Recently, Palazzesi et al. (37) assessed the role of βARs in the hypertrophic response to pressure overload. Consistent with our data, basal contractility in hearts of double βAR KO mice was similar to WT mice (37). Although response to catecholamine infusion was not performed, they showed that the hypertrophic response was not attenuated in banded double βAR KO mice, consistent with the concept that Gq-coupled receptors are the primary G protein-coupled receptors involved in the development of cardiac hypertrophy following pressure overload (3).

β1AR account for majority of the βARs on the cardiac myocytes and are significantly downregulated in chronic human heart failure (41). Only hearts from WT and β2AR KO mice showed marked reduction in plasma membrane receptor levels after MI consistent with β1AR downregulation. In contrast, we did not observe any change in the receptor levels in the β1ARKO mice following MI, suggesting little downregulation of β2AR as seen in humans. Since we did not measure the level of β3ARs in the βAR KO mice, we cannot exclude a possible contribution of β3ARs to the attenuated adverse remodeling seen in the DKO mice. However, in transgenic mice with cardiac overexpression of human β3ARs, selective β3AR stimulation resulted in an increase in contractility that was entirely Gs dependent (27), suggesting that signaling via the β3AR is unlikely to account for the observed phenotype. Finally, our data are consistent with a number of studies using β1 selective and nonselective β-antagonists and KO mice with regard to their effect on LV remodeling following pressure overload (26, 29, 38). However, in this study we demonstrate the importance of CaMKII activation as a potential mechanism for the adverse postinfarct remodeling and further show the relative contribution of both βAR subtypes in this response.

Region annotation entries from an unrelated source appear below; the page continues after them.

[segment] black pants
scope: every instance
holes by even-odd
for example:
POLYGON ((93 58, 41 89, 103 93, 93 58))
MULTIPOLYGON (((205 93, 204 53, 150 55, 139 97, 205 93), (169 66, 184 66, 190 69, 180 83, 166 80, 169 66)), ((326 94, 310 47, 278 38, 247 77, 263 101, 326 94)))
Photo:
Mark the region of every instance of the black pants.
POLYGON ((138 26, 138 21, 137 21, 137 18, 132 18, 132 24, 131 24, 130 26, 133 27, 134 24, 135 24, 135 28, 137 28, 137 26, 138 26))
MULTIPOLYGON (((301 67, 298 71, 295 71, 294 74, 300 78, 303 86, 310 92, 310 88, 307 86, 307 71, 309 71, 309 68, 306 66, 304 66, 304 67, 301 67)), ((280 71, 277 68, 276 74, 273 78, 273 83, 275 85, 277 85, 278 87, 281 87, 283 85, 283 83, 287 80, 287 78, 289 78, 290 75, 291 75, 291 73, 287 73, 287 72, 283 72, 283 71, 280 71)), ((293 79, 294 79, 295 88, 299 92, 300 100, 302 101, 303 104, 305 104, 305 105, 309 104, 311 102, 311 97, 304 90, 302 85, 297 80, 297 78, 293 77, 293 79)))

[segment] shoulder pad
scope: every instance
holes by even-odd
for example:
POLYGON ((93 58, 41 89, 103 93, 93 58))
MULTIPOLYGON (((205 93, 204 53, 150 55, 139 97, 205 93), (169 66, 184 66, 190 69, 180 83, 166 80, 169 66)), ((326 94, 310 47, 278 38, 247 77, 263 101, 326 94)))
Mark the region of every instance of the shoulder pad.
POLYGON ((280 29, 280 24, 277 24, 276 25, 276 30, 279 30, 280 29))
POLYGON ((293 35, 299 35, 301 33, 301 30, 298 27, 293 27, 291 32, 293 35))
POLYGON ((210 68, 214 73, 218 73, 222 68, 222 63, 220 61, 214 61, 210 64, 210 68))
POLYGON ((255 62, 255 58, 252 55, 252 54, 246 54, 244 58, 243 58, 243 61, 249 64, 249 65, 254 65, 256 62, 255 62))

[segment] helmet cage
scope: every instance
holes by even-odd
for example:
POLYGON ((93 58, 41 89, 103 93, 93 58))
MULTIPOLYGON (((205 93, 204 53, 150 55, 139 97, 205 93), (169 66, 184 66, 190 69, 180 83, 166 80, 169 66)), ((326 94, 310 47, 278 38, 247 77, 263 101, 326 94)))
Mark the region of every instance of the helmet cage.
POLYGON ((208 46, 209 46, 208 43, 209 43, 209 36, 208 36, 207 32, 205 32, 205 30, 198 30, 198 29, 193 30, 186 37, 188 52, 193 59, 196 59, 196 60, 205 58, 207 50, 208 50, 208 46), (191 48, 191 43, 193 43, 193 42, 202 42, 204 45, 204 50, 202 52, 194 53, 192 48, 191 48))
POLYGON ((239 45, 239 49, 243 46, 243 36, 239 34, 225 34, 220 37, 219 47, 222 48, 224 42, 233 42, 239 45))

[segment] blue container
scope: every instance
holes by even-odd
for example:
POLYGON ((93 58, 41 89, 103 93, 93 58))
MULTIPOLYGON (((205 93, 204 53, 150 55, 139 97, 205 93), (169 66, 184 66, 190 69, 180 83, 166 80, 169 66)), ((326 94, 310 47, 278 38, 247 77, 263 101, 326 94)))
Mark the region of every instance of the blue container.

In summary, we demonstrate that cardiac contractility and CaMKII is mediated almost exclusively by β1AR under basal and catecholamine-stimulated conditions. Moreover, we show that β1AR signaling promotes detrimental cardiac remodeling following MI. Although multiple mechanisms are likely to be involved in the development of heart failure, our study supports the concept that β1ARs activate CaMKII leading to enhanced apoptosis, both of which can potentially contribute to cardiac dysfunction. Contrary to the previous reports of the protective effects of β2AR signaling, our findings from the β1ARKO and DKO suggest that β2AR do not actively contribute to the antiapoptotic components during the development of heart failure following MI. Taken together, these findings show that the β1AR has a predominant influence on cardiac function in response to adrenergic stimulation and the pathological remodeling that follows MI.


This work was supported by National Heart, Lung, and Blood Institute Grant HL-61558 (H. A. Rockman).